The collected Piano Works from 1983 take the lead on the first disc: Cat Counterpoint, Revelation, Adamantine Sonata, Alien Heart, and Imaginary Husband make for excellent character pieces as well as a cycle of works. There is a foundation in minimalism present, as one would expect from an icon of the Downtown scene. Lauten’s minimalist language is one full of play and punk, separating it from the austere minimalism found safely inside textbooks. The underlying simplicity lends to a strong sense of flow over process. Each piece creates a moment that rarely extends beyond itself nor do they need to extend. These 1983 pieces were constructed with an ear and not a slide rule. I find Adamantine Sonata particularly charming.
The inclusion of ambient sound and supporting electronics is frequent in the 1983 works and the technique is put in overdrive for Lauten’s Concerto for Piano and Orchestral Memory. This 1984 set uses a quilt of disconnected instrumental and electronic textures to create eight signature moments. Each of these segments is strongly focused around a shape, texture, or groove and throughout the segment’s lifespan the idea simply is. There is a zen element in this concerto, each track is totally of the moment. Some listeners may want more of a sense of trajectory and dramatic shape but I am not among them. These moments are what they are and as such they are fascinating. The spacious Orchestral Memory and the cheeky Tempo di Habanera form polar opposites of affect and, for that very reason, appeal to me the most. Disc one closes with a fairly straight-ahead Tango with a mournful and husky vocal line.
If you are looking for a deep end off which to go, then disc two will be happy to serve you. Instead of many short tracks, disc two provides two beefy works: Variations on the Orange Cycle and Sonate Modale. Any criticisms laid out about disc one’s lack of trajectory can be laid to rest in Orange Cycle. Within the opening seconds I knew I was going to be here for a while, letting the hypnotic and resonant sounds wash over me, La Monte Young-style. After about seventeen minutes, Lauten does the most amazing thing. The low drone, the foundation of the very work, goes away. The listener drifts and floats, untethered for some time, and when the low voice returns it is not the same static firmament we had left behind us. Where I expected the drone to reassert itself, it never finds full strength again. The piece closes on that drone pitch but with uncertainty, timidity, and quiet. The world of the piece has changed and Lauten did not take the easy way out. Variations on the Orange Cycle is worth every second.

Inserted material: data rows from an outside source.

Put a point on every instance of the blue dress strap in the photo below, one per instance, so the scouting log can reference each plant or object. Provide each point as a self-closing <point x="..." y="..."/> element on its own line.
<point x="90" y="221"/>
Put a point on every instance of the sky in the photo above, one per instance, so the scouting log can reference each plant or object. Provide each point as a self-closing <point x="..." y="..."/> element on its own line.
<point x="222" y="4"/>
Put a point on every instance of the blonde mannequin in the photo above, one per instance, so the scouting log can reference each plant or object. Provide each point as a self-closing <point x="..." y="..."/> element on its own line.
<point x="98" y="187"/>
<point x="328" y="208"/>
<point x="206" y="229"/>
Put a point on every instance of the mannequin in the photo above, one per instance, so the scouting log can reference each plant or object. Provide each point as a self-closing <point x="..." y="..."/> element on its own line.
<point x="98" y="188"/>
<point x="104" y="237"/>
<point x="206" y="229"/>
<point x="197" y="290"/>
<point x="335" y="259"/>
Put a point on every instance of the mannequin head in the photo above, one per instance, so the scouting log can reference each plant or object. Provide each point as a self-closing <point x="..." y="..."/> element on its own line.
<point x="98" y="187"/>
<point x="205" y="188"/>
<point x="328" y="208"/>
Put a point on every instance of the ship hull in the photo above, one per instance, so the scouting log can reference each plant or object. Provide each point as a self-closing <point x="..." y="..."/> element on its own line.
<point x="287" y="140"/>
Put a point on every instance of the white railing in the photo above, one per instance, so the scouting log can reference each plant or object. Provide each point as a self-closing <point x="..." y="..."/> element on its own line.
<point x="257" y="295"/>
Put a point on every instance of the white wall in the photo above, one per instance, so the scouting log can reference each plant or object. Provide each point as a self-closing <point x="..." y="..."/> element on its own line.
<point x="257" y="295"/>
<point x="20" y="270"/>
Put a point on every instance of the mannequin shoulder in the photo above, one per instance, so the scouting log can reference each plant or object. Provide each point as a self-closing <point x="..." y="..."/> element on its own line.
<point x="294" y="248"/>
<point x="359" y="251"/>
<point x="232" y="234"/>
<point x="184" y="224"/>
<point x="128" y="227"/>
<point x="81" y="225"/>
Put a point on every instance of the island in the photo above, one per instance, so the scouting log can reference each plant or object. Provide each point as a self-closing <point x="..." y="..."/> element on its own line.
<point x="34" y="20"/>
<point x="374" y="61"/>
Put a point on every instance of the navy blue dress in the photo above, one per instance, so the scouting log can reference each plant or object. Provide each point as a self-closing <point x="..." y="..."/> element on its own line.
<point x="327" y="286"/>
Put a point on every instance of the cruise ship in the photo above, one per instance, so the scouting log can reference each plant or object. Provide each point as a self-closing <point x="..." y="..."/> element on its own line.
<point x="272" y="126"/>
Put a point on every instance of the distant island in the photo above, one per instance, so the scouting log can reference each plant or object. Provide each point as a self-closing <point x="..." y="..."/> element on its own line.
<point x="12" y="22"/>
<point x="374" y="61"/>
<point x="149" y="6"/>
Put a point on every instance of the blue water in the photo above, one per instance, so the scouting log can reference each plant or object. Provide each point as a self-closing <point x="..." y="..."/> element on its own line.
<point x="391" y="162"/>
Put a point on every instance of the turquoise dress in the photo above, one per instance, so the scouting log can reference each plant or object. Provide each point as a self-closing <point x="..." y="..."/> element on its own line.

Sonate Modale, in this live recording from Toronto in 1985, is a rather intimate experience. I felt as though I was a fly on the wall while Lauten created all the 1983 pieces and the Concerto. The ambient electronic environments are cut from the same cloth as the earlier pieces and the live piano meanders through gestures and stream-of-consciousness improvisations. Dramatically, the piece works well as a whole, as if Lauten decided to stich together the quilt of the Concerto.